Hackerrank is apparently too advanced for me; I couldn’t even do the first Python 3 challenge.

It is “how” in a sense of the word. Certainly, it is not describing things, for example for plant growth, a cellular level (although you can model cellular growth this way too but then you lose the larger scale, I suppose you could layer them maybe). So, there isn’t a need to simulate the physics or chemistry. The exact process being used is not as vital for this kind of modelling as knowing that a process is executing to do the work (and for an expert, such a plant physiologist, this is sufficient, as they know the biological process underlying the abstract description of the model). Similar models using this kind of abstract thinking about the mechanisms have been done for geological formations, arterial growth, etc, and been found to be quite useful.
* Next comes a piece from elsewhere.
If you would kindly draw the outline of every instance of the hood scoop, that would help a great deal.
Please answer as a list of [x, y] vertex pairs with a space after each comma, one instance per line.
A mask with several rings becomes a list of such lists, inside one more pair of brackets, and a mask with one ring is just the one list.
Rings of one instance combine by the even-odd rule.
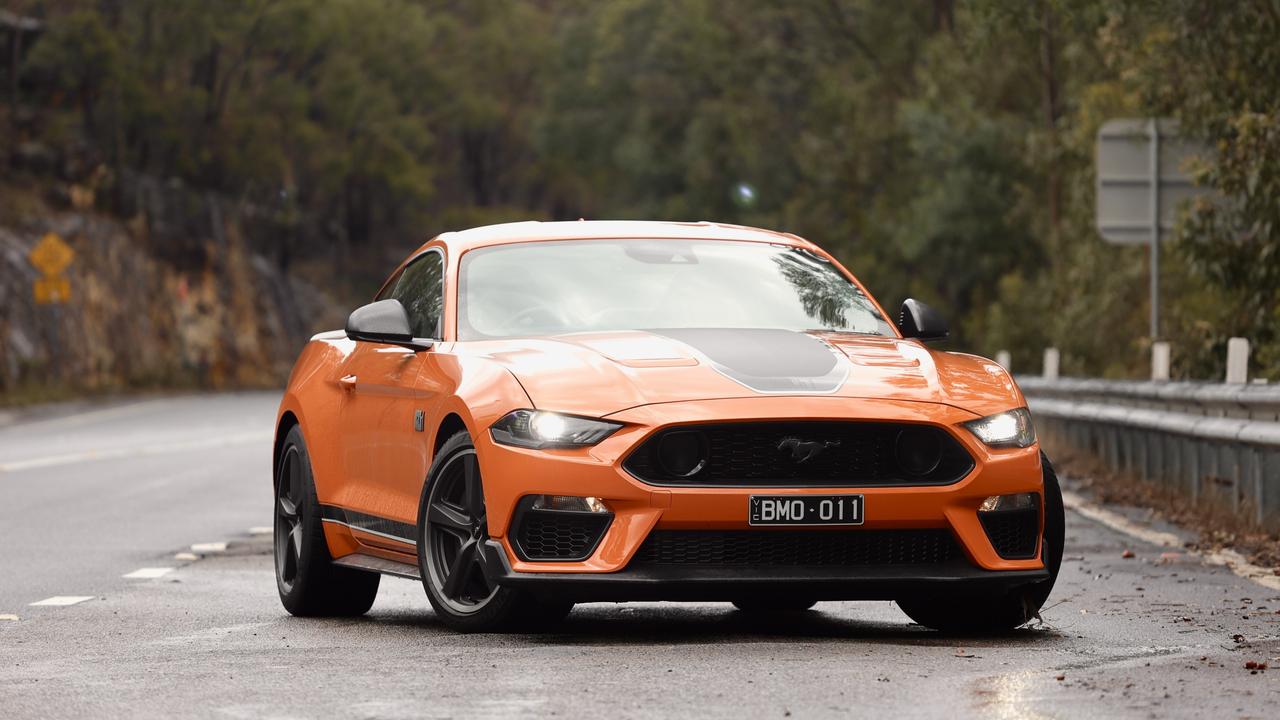
[[855, 365], [878, 368], [920, 367], [919, 348], [896, 338], [859, 338], [856, 342], [834, 341], [834, 345]]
My data comes from existing models that were produced by hand and published by domain experts. We’re in the process of getting some data for some plant species that have never been modelled before, so it will be a great test for the algorithm.

My algorithm can infer non-parametric deterministic models (with up to 78 processes in the target algorithm) in under 10 seconds, typically in under 2 seconds. Stochastic models with up to 12 processes can be inferred in about 1.5 hours. And now parametric deterministic models can be inferred in about the same amount of time. 1.5 hours is very reasonable, given that to produce such a model by hand usually takes weeks to months. And again, this is all single CPU core, with parallelism or massive parallelism, the speed could be greatly improved (or the limits increased).

That’s really cool; thanks.

After I went thru that Code Academy first lesson, I called a friend who went back to school a couple of years ago and got some advice on doing the same. I’ll have some time next Friday to go see about enrolling in a class at CSN for the fall semester.

Good luck learning Python. I cannot offer any real advice since I don’t really know Python that well. I know it, but I so rarely use it. I generally use C/C++ just because that’s what I learnt in my undergrad back in the 90s.

Thank you.

As I said, it doesn’t seem all that different from what I remember of COBOL, PASCAL, Fortran, Basic, etc. Heck, it’s even vaguely similar to what I know of HTML, and I’m like 15 years out of date there.

Right now I can do basic math and print stuff on the screen; it’s a start.

So did you write this whole AI or did you start with some basic AI bot and then train it?

Yeah, I write all my own code. It might not be good code, but at least it is mine.